Are the British people interested in politics?
No. They are interested in party politics.
What is the difference?
Politics is all bout life, about how society should be organised, about happiness, truth and pain. Party politics is about when Mrs Thatcher should call the next election.
But British papers are full of politics.
No, full of party politics. All the same stories are on the Benn slams Kinnock raps Thatcher sacks Ridley level. If Mrs Thatcher had to choose between the welfare of the Tory party and the welfare of the country, she would opt for the Tory party.

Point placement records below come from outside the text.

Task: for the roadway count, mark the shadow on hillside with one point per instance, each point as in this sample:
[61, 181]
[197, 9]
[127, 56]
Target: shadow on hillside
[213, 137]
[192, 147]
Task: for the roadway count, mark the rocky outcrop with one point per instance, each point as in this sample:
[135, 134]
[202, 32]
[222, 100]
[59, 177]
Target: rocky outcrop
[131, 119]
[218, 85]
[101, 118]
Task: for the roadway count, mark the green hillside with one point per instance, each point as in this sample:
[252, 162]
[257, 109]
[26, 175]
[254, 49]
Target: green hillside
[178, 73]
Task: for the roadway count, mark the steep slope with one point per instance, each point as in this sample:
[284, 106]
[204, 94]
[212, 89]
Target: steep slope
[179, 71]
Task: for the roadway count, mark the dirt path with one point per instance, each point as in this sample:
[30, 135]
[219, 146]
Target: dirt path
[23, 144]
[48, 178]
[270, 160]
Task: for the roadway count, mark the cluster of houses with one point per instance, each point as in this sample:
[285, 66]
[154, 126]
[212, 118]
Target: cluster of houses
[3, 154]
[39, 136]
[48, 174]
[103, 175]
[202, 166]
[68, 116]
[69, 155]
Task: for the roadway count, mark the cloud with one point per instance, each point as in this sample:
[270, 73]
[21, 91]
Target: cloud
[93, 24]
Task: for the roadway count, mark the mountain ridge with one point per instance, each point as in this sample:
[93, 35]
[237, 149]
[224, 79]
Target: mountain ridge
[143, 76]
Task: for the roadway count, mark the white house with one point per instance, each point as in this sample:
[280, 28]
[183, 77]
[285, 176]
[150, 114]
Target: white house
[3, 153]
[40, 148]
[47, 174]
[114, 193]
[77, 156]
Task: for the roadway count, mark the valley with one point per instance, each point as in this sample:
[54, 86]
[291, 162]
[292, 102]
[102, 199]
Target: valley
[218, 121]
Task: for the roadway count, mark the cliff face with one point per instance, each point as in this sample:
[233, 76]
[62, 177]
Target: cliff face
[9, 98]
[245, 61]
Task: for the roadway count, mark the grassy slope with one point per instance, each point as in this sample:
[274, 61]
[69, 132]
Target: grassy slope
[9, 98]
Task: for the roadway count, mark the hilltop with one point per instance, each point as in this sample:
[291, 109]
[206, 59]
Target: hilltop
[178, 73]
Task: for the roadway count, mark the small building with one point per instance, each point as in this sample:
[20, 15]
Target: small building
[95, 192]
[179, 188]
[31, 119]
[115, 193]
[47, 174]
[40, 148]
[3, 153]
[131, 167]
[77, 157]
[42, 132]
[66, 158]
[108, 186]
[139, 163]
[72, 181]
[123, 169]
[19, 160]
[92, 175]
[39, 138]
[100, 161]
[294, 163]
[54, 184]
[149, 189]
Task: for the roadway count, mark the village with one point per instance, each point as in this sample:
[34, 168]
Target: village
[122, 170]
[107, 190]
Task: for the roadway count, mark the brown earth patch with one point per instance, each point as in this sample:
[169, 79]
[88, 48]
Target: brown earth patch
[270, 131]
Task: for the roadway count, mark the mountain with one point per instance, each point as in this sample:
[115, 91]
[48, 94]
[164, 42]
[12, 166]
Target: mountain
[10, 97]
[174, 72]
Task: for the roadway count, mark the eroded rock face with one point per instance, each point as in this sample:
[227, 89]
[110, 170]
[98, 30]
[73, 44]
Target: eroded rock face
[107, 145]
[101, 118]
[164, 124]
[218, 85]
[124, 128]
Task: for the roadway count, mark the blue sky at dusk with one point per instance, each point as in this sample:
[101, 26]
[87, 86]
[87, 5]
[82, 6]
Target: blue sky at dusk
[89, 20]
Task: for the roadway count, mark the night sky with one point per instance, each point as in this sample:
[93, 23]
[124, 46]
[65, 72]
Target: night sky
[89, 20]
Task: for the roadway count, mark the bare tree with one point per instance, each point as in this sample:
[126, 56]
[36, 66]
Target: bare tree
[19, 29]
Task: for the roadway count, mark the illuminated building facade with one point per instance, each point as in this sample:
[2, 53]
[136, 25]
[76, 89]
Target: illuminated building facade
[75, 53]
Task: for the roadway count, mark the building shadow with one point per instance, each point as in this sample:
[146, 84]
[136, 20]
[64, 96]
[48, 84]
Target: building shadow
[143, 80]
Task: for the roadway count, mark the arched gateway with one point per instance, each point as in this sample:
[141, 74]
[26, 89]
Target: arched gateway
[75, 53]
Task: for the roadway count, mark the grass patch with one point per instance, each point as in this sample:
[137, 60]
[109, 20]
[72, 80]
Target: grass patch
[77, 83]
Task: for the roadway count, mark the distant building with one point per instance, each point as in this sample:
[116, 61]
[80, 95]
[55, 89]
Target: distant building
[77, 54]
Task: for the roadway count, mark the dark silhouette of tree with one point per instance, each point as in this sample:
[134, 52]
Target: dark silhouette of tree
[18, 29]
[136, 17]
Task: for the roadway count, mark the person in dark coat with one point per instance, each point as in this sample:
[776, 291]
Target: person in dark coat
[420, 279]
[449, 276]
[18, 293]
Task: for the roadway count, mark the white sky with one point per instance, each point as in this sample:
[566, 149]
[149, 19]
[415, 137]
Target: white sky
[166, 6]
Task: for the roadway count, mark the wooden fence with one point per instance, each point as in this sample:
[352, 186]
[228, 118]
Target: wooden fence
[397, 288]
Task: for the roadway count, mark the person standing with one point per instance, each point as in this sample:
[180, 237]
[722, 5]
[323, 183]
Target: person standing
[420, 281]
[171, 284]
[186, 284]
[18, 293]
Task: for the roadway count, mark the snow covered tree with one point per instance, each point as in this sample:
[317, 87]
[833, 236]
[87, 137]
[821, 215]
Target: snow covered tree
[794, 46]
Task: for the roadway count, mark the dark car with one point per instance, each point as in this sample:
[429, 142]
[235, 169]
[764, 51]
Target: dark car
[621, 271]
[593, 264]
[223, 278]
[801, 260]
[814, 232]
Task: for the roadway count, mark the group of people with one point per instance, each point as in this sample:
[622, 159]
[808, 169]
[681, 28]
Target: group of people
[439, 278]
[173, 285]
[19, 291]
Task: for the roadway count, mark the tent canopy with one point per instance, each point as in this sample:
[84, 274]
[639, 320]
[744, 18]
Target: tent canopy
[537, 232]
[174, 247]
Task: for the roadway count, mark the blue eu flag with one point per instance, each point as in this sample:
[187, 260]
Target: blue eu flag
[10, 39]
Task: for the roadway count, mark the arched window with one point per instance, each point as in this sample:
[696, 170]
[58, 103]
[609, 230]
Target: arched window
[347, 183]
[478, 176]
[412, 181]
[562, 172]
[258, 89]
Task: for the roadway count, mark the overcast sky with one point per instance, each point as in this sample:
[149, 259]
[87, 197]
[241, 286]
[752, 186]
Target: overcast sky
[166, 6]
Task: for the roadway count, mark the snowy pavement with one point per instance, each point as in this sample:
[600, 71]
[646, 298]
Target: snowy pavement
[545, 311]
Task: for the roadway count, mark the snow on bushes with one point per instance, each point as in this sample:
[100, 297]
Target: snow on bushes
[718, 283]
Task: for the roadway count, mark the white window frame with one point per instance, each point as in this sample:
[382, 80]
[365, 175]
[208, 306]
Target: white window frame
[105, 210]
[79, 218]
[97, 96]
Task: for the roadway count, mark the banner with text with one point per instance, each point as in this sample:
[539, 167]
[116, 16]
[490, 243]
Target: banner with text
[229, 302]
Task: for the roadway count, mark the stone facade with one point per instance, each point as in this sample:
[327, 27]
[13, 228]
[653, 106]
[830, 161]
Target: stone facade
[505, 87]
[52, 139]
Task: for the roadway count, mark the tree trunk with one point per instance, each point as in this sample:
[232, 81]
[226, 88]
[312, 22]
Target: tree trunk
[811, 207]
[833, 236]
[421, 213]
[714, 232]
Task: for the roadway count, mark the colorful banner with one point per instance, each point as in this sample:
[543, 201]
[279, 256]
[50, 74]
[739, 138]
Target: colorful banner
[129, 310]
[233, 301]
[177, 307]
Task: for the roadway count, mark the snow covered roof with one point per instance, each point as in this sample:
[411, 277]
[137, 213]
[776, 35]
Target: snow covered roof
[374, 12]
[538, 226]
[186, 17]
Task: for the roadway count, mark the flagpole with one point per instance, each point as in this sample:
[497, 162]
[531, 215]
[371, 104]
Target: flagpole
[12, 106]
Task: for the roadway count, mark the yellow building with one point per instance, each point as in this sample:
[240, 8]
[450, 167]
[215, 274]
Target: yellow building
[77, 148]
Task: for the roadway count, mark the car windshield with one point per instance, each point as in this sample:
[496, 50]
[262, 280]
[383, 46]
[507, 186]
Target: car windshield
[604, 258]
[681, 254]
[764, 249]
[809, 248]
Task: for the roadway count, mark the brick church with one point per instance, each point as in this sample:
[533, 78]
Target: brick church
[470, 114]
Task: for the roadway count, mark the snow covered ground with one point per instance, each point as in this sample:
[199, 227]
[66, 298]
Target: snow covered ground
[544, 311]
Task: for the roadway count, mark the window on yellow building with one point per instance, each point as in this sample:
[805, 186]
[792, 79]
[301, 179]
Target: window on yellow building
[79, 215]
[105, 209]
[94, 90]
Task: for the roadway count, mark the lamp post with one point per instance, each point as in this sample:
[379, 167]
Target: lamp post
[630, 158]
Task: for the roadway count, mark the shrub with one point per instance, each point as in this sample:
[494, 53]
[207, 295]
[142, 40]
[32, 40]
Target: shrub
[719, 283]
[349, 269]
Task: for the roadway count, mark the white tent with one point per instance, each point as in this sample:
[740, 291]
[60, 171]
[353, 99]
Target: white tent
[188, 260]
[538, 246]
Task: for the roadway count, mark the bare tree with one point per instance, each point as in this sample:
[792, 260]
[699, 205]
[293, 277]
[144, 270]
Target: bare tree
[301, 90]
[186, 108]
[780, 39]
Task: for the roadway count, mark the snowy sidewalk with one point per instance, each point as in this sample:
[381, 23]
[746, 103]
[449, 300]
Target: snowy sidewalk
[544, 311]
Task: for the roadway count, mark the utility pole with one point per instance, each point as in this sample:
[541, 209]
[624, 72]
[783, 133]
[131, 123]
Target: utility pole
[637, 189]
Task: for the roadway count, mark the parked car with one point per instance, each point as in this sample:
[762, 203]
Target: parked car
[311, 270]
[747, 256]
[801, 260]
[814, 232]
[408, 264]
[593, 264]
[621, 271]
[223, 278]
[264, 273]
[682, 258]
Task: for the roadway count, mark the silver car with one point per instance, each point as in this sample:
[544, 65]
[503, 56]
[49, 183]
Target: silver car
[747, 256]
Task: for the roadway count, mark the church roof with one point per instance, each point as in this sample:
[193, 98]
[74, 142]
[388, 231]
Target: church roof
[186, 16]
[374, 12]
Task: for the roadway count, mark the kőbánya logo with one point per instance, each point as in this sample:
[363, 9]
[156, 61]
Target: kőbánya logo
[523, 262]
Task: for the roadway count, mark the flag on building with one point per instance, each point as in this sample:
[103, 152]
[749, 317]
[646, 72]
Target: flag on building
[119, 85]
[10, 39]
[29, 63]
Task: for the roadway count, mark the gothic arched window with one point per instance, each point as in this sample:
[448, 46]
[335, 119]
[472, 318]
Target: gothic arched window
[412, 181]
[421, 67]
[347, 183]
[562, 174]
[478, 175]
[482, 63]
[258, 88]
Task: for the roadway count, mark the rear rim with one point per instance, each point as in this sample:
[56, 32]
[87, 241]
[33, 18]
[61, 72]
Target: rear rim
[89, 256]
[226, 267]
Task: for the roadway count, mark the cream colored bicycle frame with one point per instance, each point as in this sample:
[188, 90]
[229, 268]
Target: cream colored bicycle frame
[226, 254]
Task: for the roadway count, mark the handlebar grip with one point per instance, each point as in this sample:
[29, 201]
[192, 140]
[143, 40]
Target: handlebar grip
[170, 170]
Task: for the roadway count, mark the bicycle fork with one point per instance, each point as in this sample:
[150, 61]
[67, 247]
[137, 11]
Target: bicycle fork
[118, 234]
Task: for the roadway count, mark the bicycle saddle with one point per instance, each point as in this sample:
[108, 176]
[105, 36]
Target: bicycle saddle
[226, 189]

As she has done, indeed, for the past 11 years.
If we were really interested in politics, Nicholas Ridley would have been sacked a long time ago from his Trade and Industry post on the grounds he was doing nothing for trade and industry.
Local government used to be a refuge from party politics, but even that now is governed by national politics, so that people vote for their local councillor on the basis of what Mr Kinnock says about the bomb.
What does Mr Kinnock say about the bomb?
Very little, He’s learning.
What is the system in Britain?
We have a two-party system, with the two parties taking it in turns to run the country.
So the voters vote for the better party?
No – they vote against the worst one, or the one they are sick of. British voters rarely vote for anything, only against things.
What is there to choose between the two parties?
Not much. The Tory party, which has been in power for 11 years, tends to be dominated by inexperienced nitwits. The Labour Party, with virtually no experience of office, is full of wise-heads. Apart from that, not a great deal of difference.
So they agree on most things?
They agree on absolutely nothing except being against the Irish bomb outrages and for the Queen Mother. The time of Parliament is taken up by the government proposing measures and the Opposition condemning them.
So when the Opposition comes to power, they withdraw all these measures and laws?
Oh, no. They never tamper with what the outgoing government has done. It’s the same, by and large, as what they would have done. Instead, they introduce their own measure.
Which are condemned by the outgoing government, no matter how good or bad they are?
You’re getting the idea.
So there is no debate at all in Parliament?
It is largely confined to Mr Kinnock asking questions that are so long that Mrs Thatcher can answer any bit of them she likes.
And what does she answer?
Nothing. She only answers the questions she hears in her own mind.
A bit like Gilbert Pinfiold?
I think she would compare it more to Joan of Arc.
So where does the real political debate take place?
On TV programmes such as Question Time, where members of the public are allowed to ask real questions of real politicians.
And what happens?
Mr Kenneth Baker leans forward to say things in such an insufferably patronising way nobody would agree with him even if he were telling the truth, while the camera cuts to a shadow minister laughing an shaking hi head in disbelief.
Is that really how Britain is run?
Oh, no. We don’t talk about the way Britain is really run.
Why is Mrs Thatcher so insistent on not surrendering sovereignty to Europe?
Because we surrendered it to America years ago.
Why are people not up in arms about this?
The British only get interested in politics if it hits their wallet – their only interest in 1992 is how it will affect the duty-free area at airports. Give away millions of pounds to British Aerospace and nobody worries. Add a couple of hundred pounds to people’s bill with the poll tax, and the nation calls for Mrs Thatcher’s blood.
When will they get it?
When she calls the next election.
When will that be?
You see, you’ve got the spirit of our politics already. Welcome to Britain!